Une fois la suture presque terminée, l'atmosphère dans la salle d'opération sembla soudain plus détendue et tout le personnel ressentit un grand soulagement. Yoshizumi poussa lui aussi un soupir de soulagement.
Les marques de suture étaient clairement visibles, et le rein transplanté était placé en dessous du site de suture.
Mais qu'est-il donc arrivé à ce rein ? Yoshizumi fixait intensément les points de suture, incapable de détourner le regard. La sensation de brûlure s'était apaisée ; Yoshizumi ne ressentait plus la douleur lancinante, seulement une douce chaleur réconfortante dans tout son corps. Cependant, les battements de son cœur résonnaient encore dans ses oreilles. À présent, une seule pensée occupait l'esprit de Yoshizumi : tout était dû à ce rein, celui qui avait été transplanté dans le corps de Mariko, celui qui avait provoqué ces violents battements de cœur et cette sensation de chaleur inhabituelle. Oui, c'était forcément ce rein qui causait tous ces problèmes !

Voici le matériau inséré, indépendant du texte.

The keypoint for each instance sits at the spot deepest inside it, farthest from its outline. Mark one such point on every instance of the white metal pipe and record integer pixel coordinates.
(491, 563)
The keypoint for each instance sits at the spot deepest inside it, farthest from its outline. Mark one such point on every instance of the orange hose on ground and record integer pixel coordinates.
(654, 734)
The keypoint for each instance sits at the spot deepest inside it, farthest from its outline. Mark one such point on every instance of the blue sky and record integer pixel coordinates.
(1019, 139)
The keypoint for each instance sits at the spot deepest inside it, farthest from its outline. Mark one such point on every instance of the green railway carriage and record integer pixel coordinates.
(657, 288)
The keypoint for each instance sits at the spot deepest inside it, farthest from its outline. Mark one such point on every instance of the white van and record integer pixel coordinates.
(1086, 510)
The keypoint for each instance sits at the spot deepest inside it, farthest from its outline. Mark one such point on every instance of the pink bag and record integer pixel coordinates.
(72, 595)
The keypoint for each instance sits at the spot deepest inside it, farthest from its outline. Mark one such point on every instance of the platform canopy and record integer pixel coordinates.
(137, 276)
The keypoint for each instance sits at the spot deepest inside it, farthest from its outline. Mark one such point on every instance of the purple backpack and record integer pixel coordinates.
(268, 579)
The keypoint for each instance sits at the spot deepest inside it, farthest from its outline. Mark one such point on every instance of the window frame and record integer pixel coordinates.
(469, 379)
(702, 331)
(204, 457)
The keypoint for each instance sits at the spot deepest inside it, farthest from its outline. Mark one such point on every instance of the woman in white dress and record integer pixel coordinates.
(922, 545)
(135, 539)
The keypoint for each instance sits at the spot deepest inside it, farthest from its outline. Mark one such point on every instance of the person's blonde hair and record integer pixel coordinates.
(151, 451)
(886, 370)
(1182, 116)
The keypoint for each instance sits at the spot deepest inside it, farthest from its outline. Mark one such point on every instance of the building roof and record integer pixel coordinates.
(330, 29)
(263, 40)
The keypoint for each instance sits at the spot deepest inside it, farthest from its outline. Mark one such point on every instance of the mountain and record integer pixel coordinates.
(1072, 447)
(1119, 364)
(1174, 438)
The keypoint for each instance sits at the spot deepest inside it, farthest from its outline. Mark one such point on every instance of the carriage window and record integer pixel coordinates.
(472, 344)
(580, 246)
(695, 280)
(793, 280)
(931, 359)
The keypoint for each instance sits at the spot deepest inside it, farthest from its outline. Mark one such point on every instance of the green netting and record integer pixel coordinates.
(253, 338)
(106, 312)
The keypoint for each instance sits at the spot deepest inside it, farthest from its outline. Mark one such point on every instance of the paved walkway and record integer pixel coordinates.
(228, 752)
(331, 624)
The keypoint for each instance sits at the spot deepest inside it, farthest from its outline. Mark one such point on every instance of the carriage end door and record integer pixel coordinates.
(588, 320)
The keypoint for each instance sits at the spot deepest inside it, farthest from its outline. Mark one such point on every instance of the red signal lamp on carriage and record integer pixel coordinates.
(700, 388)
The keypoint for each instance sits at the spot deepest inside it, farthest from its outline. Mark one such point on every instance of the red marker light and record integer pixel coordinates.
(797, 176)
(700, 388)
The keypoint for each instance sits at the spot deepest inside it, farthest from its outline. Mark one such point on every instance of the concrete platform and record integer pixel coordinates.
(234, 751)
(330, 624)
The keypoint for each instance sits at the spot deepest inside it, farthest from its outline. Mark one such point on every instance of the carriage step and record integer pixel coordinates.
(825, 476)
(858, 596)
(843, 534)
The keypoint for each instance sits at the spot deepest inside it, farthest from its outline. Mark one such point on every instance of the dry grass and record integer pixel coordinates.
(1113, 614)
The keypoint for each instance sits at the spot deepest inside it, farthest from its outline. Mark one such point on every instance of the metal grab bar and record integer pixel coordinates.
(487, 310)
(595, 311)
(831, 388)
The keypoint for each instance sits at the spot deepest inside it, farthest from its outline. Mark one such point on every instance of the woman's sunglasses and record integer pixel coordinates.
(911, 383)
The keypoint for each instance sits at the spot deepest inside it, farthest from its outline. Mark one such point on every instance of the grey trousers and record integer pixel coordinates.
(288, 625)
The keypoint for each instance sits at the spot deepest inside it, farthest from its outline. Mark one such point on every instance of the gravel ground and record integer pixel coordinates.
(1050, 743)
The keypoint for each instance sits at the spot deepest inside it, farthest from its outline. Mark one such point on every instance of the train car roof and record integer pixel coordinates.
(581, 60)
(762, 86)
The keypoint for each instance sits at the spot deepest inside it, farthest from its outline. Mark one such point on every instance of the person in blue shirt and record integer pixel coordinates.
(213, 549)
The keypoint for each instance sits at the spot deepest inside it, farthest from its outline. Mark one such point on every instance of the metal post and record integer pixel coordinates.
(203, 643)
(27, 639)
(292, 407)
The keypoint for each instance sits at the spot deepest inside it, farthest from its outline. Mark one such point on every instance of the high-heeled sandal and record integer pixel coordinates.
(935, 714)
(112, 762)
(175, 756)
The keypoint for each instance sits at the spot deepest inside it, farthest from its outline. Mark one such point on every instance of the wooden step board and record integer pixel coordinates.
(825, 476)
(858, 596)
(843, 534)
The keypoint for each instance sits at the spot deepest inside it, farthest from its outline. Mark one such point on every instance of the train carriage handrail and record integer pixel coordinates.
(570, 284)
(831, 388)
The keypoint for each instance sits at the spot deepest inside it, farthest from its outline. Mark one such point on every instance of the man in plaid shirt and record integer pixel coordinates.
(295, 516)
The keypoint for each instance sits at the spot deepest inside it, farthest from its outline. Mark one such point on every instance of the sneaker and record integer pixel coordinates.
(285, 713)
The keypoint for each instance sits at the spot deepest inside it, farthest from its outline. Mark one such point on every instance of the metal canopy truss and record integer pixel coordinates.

Comme d'habitude, les patients sont transférés dans des services spéciaux après l'opération pour une période d'observation et subissent une série d'examens minutieux. Aussi, après avoir terminé la suture, Yoshizumi commença-t-il à préparer le transfert de Mariko dans ce service. Normalement, il aurait accompli cette dernière tâche rapidement. Mais aujourd'hui, ses mouvements étaient hésitants. Son attention n'était plus portée sur l'opération
; il était désormais préoccupé par la chaleur persistante dans son corps, comme une brûlure, et les légers vertiges qui l'accompagnaient. Bien qu'il sût pertinemment que ce n'était pas le moment de se reposer et que la surveillance de l'état post-opératoire de la patiente était cruciale, il ne pouvait réprimer son envie irrésistible de fuir. Il voulait s'éloigner d'ici, ne serait-ce qu'un peu, de ce rein.
Il avait l'impression persistante et funeste que le rein lui porterait malheur et désastre. Bien qu'il ne comprenne pas pourquoi il pensait ainsi, cette étrange idée refusait de le quitter. À cet instant, le cœur de Yoshizumi se remit à battre violemment, comme pour se moquer de ses contradictions et de sa folie.